そして――その目に信じられないような光景が映し出された。
「こいつは……」
「…………」
斬影が封を解いた玉は強い光を放ち――その光は船体を包み、妖魔の侵入を防いでいる。
斬影は、手に持っている玉を見詰め、感嘆の声を漏らす。
「……こりゃ、値段以上の掘り出し物だな」
この玉に込められている法力は相当なモノだ。
これなら、島まで安全に航行出来るだろう。
それから――
大和の風と、光玉の力もあり、島へ着くまでの間、妖魔は船に寄り付かなくなった。
そして、日が傾き空が茜色に染まる頃――漸く島の影が見えた。
「斬影」
「ああ」
大和の力で、予定より早く島へ辿り着いたが、上陸する頃には、日は落ち――辺りはすっかり暗くなっている。
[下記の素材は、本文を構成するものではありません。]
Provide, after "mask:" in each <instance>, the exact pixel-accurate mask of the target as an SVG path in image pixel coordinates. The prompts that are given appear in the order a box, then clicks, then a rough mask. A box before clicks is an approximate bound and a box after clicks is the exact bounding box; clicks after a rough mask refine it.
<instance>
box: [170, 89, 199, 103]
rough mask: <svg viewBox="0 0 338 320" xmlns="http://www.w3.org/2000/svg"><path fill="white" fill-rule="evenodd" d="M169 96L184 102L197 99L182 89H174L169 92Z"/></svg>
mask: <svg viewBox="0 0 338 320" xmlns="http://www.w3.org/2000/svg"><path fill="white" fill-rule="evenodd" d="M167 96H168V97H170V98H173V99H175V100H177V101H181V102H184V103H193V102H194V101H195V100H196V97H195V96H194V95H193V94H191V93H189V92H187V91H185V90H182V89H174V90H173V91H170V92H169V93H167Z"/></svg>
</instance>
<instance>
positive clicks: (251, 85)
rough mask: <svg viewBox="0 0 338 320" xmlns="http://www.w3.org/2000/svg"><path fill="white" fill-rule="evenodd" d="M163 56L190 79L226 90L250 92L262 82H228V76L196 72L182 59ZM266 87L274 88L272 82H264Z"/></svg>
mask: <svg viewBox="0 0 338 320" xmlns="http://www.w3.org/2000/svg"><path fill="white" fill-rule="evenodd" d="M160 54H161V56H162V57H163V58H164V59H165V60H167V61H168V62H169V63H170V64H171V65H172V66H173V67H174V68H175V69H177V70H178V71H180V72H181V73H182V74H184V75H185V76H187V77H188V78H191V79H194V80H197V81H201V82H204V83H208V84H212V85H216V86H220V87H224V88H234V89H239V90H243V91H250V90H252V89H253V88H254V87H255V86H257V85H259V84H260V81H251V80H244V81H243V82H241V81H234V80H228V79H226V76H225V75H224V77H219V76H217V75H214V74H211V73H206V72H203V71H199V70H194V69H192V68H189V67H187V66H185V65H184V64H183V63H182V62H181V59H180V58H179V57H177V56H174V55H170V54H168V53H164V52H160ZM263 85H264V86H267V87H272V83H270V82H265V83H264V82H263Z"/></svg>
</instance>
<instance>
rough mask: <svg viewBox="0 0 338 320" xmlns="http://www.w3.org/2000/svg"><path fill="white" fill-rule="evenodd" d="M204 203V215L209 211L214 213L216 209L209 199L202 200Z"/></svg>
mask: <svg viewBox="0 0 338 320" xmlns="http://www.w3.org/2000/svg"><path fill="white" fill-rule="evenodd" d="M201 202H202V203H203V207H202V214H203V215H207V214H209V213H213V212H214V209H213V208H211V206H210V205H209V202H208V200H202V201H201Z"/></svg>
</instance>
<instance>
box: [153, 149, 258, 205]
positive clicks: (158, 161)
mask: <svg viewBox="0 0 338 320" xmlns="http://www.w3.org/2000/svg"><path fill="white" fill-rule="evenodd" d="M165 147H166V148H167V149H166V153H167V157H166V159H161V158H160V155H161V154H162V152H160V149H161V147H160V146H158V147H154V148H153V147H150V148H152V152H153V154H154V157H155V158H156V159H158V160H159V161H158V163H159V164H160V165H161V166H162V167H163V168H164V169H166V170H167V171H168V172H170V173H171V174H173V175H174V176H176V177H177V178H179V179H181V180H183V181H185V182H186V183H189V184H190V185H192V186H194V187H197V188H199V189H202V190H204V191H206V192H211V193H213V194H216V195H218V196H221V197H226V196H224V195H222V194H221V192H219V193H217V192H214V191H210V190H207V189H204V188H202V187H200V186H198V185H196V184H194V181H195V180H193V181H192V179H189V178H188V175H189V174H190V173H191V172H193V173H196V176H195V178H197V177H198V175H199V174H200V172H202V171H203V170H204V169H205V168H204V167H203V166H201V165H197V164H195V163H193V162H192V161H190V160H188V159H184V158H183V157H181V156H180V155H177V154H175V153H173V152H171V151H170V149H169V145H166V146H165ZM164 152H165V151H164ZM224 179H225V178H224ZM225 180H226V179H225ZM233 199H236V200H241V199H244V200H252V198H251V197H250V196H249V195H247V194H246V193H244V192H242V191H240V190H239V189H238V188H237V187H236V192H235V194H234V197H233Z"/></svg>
斬影は船が流されないよう固定すると、妖魔に船を沈められないよう、光玉を一つ船内に残す。
「いくつ買ったんだ?」
黙ってその様子を眺めていた大和が、ぽつりと呟く。
島へ来る途中で封を解いた光玉は、その光を弱めている。
玉に込められた法力が尽きかけているのだ。
そちらは手元に残し、斬影が答えた。
「三つだ。帰りの事も考えると島には長く留まれねぇ。こいつはもう少し保つだろうが……滞在中はこっちで身を守るしかないだろうな」
と、斬影は刀を示す。
「現実的に考えて、夜動くのは危険だ。今日はここで野宿して、明日朝一で島を巡るか」
「そうだな」
大和は頷いて、周囲を見渡した。
(……ここが……斬影の故郷)
人の気配は全くしない。
代わりに、妖気が濃く渦巻いている。
もう何年も人の出入りが無いと、あの船を貸してくれた男は言っていたか……
二人はその場で一夜を明かす。
――そして翌朝。
斬影に連れられて、大和は島を歩いた。